当前位置: 首页 > 期刊 > 《核酸研究》 > 2006年第We期 > 正文
编号:11367615
TSEMA: interactive prediction of protein pairings between interacting
http://www.100md.com 《核酸研究医学期刊》
     National Center for Biotechnology (CNB-CSIC) C/Darwin, 3 Cantoblanco, 28049 Madrid, Spain 1 National Bioinformatics Institute (INB), Barcelona Supercomputer Centre C/Jordi Girona, 29 08034 Barcelona, Spain 2 Department of Biochemistry and Molecular Biology, Biomolecular Structure and Modelling Unit, University College London London WC1E 6BT, UK

    *To whom correspondence should be addressed. Tel: +34 915854669; Fax: +34 915854506; Email: pazos@cnb.uam.es

    ABSTRACT

    An entire family of methodologies for predicting protein interactions is based on the observed fact that families of interacting proteins tend to have similar phylogenetic trees due to co-evolution. One application of this concept is the prediction of the mapping between the members of two interacting protein families (which protein within one family interacts with which protein within the other). The idea is that the real mapping would be the one maximizing the similarity between the trees. Since the exhaustive exploration of all possible mappings is not feasible for large families, current approaches use heuristic techniques which do not ensure the best solution to be found. This is why it is important to check the results proposed by heuristic techniques and to manually explore other solutions. Here we present TSEMA, the server for efficient mapping assessment. This system calculates an initial mapping between two families of proteins based on a Monte Carlo approach and allows the user to interactively modify it based on performance figures and/or specific biological knowledge. All the explored mappings are graphically shown over a representation of the phylogenetic trees. The system is freely available at http://pdg.cnb.uam.es/TSEMA. Standalone versions of the software behind the interface are available upon request from the authors.

    INTRODUCTION

    The prediction of protein interactions from sequence and genomic features is helping in the functional interpretation of the massive amounts of genomic information. The context of a protein in the ‘interactome’ of a given organism provides important information on its biological role. Computational techniques for the prediction of protein interactions based on sequence and genomic features (context-based methods) provide information which is orthogonal and complementary to the traditional methods based on sequence similarity (similarity-based methods) (1).

    One of these computational methods is based on the fact that interacting families of proteins (i.e. a family of ligands and their corresponding receptors) tend to have similar phylogenetic trees. This was first observed qualitatively (2) and later quantitatively evaluated in large sets of interacting proteins (3,4). A hypothesis for explaining this relationship between interaction and tree similarity states that interacting partners are forced to adapt to each other. This process of co-adaptation should lead to correlated evolutionary histories, which in turn should be reflected in a tree similarity higher than the expected background similarity due to the underlying speciation process (5). One practical way of quantifying this similarity is to calculate the correlation between the two sets of distances extracted from the two trees (3,4). This methodology has been followed by many authors who developed different implementations and variations of it (5–11).
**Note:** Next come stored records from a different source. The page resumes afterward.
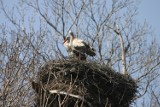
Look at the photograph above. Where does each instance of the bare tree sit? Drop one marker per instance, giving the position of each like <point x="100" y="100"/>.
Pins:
<point x="32" y="32"/>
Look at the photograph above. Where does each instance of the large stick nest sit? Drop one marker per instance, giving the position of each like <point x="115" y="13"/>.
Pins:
<point x="93" y="84"/>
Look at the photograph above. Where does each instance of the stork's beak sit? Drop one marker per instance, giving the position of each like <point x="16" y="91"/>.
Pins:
<point x="65" y="40"/>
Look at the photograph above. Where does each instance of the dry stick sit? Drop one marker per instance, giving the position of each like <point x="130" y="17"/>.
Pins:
<point x="124" y="71"/>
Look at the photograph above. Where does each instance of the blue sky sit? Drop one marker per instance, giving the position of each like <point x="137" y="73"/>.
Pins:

    The relationship between tree similarity and protein interaction has predictive power in two directions. It can be applied to evaluate whether or not two sets of proteins, for which the mapping (links between the leaves of both trees) is known, interact. For example, the eventual interaction between two sets of orthologues for which the mapping is provided by the organisms themselves, can be investigated. This allows, among other things, to predict pairs of interacting proteins on a genomic scale by evaluating the similarity of trees for all pairs of proteins within a genome (pairs of groups of orthologues, actually) (4). On the other hand, we can start from two families known to interact and predict the mapping based on the idea that the real mapping would be the one maximizing the similarity between the trees (7). Predicting the mapping between the members of two interacting protein families (i.e. which receptor within one family interacts with which ligand within the other) is very important especially in eukaryotic organisms. In these organisms, large families of interacting paralogues exist for which only one or a small number of pairs of interacting proteins have been experimentally determined (i.e. Ras/Ras effectors, chemokines/chemokine receptors). Most biologists working with eukaryotic proteins face the problem that there is more than one paralogue for their protein and for its interactors and that, in many cases, the unknown network of interactions between the members of these families is crucial for explaining their biological role.
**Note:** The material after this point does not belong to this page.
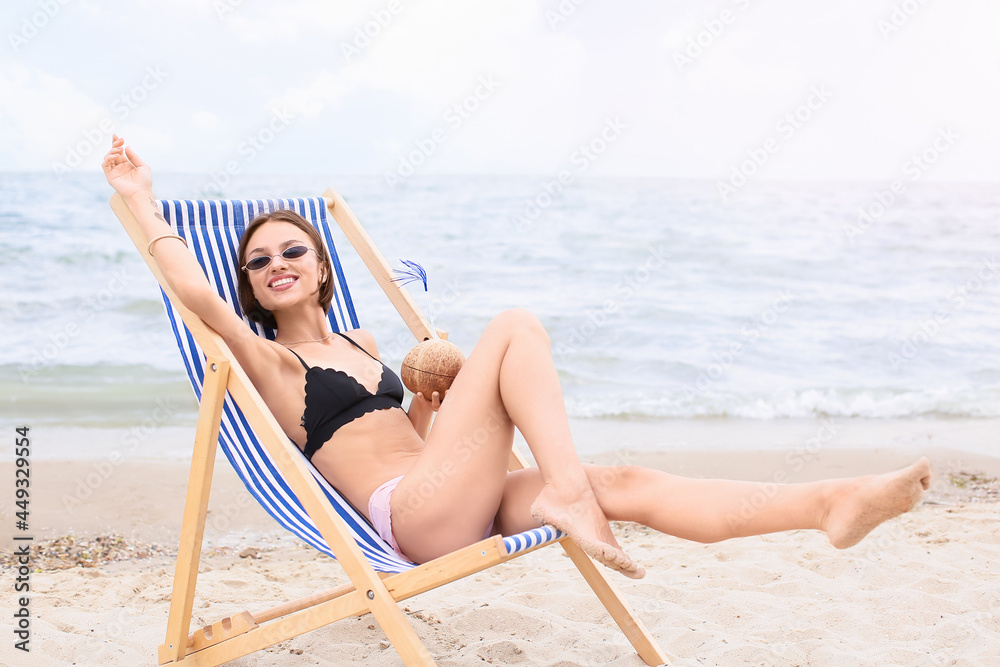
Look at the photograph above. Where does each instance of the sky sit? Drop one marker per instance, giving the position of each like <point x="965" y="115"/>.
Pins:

    The exhaustive exploration of all possible mappings between two sets of proteins (in the search for the one maximizing the tree similarity) is unfeasible due to the combinatorial nature of the problem: the number of possible mappings between two sets of n elements is n!. For this reason, current approaches for finding these mappings use heuristic techniques to avoid the exhaustive exploration of all the possibilities. Ramani and Marcotte (7) developed a method which uses a Monte Carlo approach to perform a ‘guided’ exploration of the space of solutions in the search for the best one. The search space can be reduced even more by avoiding mappings incompatible with certain characteristics of phylogenetic trees, like automorphism (11). Because of their intrinsic heuristic nature, these methods do not ensure that the best solution is found but they may find a sub-optimal solution (trapped within a local minimum). For a user interested in the interactions between the members of two families of proteins, it is worth further exploring the (eventually sub-optimal) solution proposed by these heuristic approaches. This exploration can be driven by expert knowledge (forcing pairs of proteins suspected or known to interact) and/or by performance figures indicative of the reliability of the proposed links.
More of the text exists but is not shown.